Behavior of -mcpu

When I pass -mcpu=<something> to clang, I get this:

clang-9: warning: argument unused during compilation: '-mcpu=<something>' [-Wunused-command-line-argume nt]

Worse, I do not get code generated for <something> but rather (I think)
for whatever the host architecture is.

Is this expected behavior? I know I can use -mtune and -march to
control things but I expected -mcpu to behave like it does in gcc, where
it implies -mtune and -march. I certainly did not expect it to be
completely ignored.

Thanks for any help!

                            -David

Which triple are you targeting. Whether or not -mcpu does anything is specific to that.

Interesting. I am observing different behavior between -mcpu= and
-march= -mtune= with aarch64-unknown-linux-gnu:

$ clang -Ofast -S -target aarch64-unknown-linux-gnu -mcpu=thunderx2t99 -mllvm -debug-only=loop-data-prefetch ./prefetch.c
Prefetching 3 iterations ahead (loop size: 35) in partial: Loop at depth 1 containing: %for.body<header>
<latch><exiting>

$ clang -Ofast -S -target aarch64-unknown-linux-gnu -march=armv8 -mtune=thunderx2t99 -mllvm -debug-only=loop-data-prefetch ./prefetch.c
[nothing]

I expected to see the same behavior. Is this a bug? Just to be sure I
tried armv8.1a, armv8.2a and armv8.3a and still got nothing.
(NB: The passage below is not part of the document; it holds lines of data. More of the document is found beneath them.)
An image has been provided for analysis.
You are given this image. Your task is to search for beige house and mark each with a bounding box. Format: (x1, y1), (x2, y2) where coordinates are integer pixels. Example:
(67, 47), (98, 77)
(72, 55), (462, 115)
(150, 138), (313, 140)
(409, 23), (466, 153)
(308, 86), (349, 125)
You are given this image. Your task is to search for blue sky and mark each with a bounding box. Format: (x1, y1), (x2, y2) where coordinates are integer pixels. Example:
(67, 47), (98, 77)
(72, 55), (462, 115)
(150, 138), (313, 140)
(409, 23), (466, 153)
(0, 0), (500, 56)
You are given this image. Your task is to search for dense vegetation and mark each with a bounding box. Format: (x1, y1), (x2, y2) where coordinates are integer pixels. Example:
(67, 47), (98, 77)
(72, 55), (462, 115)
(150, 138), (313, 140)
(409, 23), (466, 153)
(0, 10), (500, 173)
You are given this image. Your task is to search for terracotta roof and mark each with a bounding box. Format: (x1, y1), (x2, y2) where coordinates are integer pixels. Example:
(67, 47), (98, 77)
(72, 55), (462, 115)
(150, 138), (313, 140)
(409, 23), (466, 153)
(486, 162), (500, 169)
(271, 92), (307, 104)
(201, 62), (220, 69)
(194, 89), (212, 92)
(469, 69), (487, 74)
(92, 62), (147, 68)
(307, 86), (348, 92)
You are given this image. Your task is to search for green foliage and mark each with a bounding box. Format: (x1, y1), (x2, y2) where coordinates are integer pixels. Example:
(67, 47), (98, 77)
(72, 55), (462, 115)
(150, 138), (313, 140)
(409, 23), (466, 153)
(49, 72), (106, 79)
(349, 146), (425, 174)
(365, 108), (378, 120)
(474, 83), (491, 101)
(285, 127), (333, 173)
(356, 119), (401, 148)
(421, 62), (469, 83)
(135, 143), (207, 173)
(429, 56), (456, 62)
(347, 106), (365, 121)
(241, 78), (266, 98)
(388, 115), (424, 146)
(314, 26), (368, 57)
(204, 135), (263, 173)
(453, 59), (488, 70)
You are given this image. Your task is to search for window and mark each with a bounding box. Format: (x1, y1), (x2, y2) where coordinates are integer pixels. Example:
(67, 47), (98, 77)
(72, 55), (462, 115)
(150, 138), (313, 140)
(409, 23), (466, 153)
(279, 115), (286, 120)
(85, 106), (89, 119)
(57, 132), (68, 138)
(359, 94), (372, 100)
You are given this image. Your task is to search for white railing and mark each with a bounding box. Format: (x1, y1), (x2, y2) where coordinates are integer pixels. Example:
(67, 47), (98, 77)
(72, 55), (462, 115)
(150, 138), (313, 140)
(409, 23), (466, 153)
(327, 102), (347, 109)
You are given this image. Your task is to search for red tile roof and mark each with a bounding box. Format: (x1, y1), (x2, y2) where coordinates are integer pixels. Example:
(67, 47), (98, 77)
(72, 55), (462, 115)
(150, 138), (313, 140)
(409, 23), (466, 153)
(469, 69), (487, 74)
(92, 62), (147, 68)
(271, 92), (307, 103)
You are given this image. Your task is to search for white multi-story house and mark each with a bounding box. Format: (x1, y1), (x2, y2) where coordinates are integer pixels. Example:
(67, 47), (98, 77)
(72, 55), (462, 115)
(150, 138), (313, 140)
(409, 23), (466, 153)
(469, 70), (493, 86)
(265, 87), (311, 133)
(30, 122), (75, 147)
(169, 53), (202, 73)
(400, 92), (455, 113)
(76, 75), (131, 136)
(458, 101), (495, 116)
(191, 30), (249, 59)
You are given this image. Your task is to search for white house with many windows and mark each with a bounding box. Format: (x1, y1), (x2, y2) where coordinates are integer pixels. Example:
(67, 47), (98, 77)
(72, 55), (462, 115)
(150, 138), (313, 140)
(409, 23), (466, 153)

                                -David

Craig Topper <craig.topper@gmail.com> writes:

We never supported -mtune=thunderx2t99.

-mcpu=thunderx2t99
-march=armv8.1-a+lse

Although the -march flag here is somewhat redundant --
-mcpu=thunderx2t99 implies -march=armv8.1-a+lse:

%> cat t.c
#include <stdint.h>

int32_t compare_and_swap(volatile int32_t* ptr, int32_t oldval, int32_t newval)
{
  int32_t ret = *ptr;
  (void) __sync_bool_compare_and_swap(ptr, oldval, newval);
  return ret;
}

%> clang -O3 -std=c99 -mcpu=thunderx2t99 -S t.c -o t.S
%> egrep -e 'casal' -n t.S
9: casal w1, w2, [x0]
%>

I.e. you still get the LSE Atomics even without the -march=armv8.1-a+lse.

--Stefan

Stefan Teleman <stefan.teleman@gmail.com> writes:

Interesting. I am observing different behavior between -mcpu= and
-march= -mtune= with aarch64-unknown-linux-gnu:

We never supported -mtune=thunderx2t99.

-mcpu=thunderx2t99
-march=armv8.1-a+lse

This is problematic for users. If clang interprets command-line flags
differently based on subtarget, how are users to know what to pass to
clang to get, say, the best performance, or best code size, or whatever?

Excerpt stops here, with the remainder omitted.